Monday, October 17, 2016

Seven tips for delivering negative feedback.

The Engineering Manager's Mug

On July 20th 2016, Syed Balkhi wrote in Entrepreneur Magazine about several ways to deliver positive feedback about negative things - thus preventing a challenging conversation going from good to bad to I wish I'd never brought it up. Here is an edited - and commercial free - version.

1. Build positive relationships over time.

If you want to deliver negative feedback without creating divisiveness and angst, you have to work on building long-term relationships. Would you be more receptive to receiving negative feedback from a close friend you trust, or a manager you only interact with once a month? 
You’re more likely to accept negative feedback from someone you trust.
This is why it’s so important to build positive rapport with your employees. This lets them know you are interested in their success and aren’t just going to come around to shame them. (Syed schedules regular one-on-one calls with each of his team members at OptinMonster.)

2. Don’t bury it.

Sometimes you’ll hear motivational speakers tell you the best way to deliver negative feedback is to bury it between compliments.  According to a study out of the University of Chicago, half of the people who received "sandwiched" negative feedback concluded they were doing great; the middle (negative) part went straight over their heads. Avoid burying negative feedback. If you’ve spent time building a positive relationship with the individual, it won’t be necessary to concoct a compliment just to soften the blow. 

3. Seize the moment.

Because giving negative feedback is an uncomfortable task, many people will put it off until it absolutely must happen. The problem is that you end up psyching yourself out and making a bigger deal of the endeavor than it is.
The best feedback surfaces when you’re in the moment. The more timely and relevant the feedback, the more it will resonate with the recipient, too. If you wait days, weeks or months before you say something, the listener will wonder why you waited so long. It also diminishes the importance of the event and opens the door to being challenged with; "If it was so important why didn't you mention it at the time?"
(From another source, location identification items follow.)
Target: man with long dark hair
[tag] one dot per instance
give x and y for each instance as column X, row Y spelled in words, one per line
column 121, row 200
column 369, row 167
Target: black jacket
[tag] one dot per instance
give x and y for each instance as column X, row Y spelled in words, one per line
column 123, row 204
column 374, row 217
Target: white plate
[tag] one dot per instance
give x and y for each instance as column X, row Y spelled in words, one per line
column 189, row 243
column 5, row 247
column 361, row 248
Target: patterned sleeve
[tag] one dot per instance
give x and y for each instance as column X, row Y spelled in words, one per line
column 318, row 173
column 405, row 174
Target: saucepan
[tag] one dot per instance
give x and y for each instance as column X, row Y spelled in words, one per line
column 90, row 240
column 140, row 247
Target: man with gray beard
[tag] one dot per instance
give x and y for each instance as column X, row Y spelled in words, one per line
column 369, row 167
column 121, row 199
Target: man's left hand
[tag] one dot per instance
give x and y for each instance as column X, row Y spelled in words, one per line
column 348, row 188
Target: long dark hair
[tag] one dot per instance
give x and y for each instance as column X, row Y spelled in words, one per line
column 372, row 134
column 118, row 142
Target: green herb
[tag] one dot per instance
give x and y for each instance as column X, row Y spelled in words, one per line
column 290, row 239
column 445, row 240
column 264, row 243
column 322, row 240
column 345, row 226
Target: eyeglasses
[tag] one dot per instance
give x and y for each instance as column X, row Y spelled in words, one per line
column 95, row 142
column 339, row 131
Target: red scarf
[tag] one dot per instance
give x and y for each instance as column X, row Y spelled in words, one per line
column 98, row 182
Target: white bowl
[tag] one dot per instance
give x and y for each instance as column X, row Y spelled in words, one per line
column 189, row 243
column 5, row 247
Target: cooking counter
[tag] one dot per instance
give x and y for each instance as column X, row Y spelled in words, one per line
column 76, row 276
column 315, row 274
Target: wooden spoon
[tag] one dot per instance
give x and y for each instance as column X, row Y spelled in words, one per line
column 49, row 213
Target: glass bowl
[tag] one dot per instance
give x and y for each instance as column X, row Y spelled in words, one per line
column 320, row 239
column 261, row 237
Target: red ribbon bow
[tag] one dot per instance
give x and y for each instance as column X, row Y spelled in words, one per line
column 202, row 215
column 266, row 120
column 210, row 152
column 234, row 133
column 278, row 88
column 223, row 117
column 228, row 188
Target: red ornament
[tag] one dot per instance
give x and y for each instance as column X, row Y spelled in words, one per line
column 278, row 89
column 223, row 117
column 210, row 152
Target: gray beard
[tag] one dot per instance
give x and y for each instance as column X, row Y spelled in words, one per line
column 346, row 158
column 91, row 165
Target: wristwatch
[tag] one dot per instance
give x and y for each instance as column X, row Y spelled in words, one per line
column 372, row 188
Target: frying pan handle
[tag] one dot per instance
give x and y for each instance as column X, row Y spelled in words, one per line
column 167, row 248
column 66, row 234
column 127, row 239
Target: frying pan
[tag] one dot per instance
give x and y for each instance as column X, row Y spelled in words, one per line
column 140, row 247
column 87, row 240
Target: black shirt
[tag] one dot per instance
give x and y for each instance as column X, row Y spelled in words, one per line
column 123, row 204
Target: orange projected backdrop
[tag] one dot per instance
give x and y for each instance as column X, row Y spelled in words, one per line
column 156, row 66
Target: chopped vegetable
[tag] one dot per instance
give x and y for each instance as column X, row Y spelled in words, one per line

4. Never make it personal.

There’s a big difference between negative feedback and a personal attack. You should never confuse the two. When delivering negative feedback, try to remove the person from the matter as much as possible. 
Let’s say one of your employees has been consistently producing reports with punctuation errors and faulty grammar. Delivering negative feedback will entail calling out the problem and asking the individual to be more careful. However, you want to avoid the mistake of calling the individual lazy or inadequate. Let the person know you believe he or she is fully capable of fixing the problem, but it must be addressed immediately.
If you make the feedback personal, the individual will get defensive. This diverts attention from the actual problem and substitutes a “me versus you” dynamic, which defeats the purpose and creates an entirely new problem.

5. Offer positive reinforcement.

Don’t only give negative feedback. You should also be giving your employees regular encouragement when they do things right. Here’s how to tell whether you’re doing both or not. Do employees shudder when they see you coming? In other words, when people see you approaching, do they expect you to deliver bad feedback? 
If the answer to this might be yes, then you aren’t awarding enough encouragement and positive reinforcement. Make this a priority moving forward, and you’ll see a lot of positive changes.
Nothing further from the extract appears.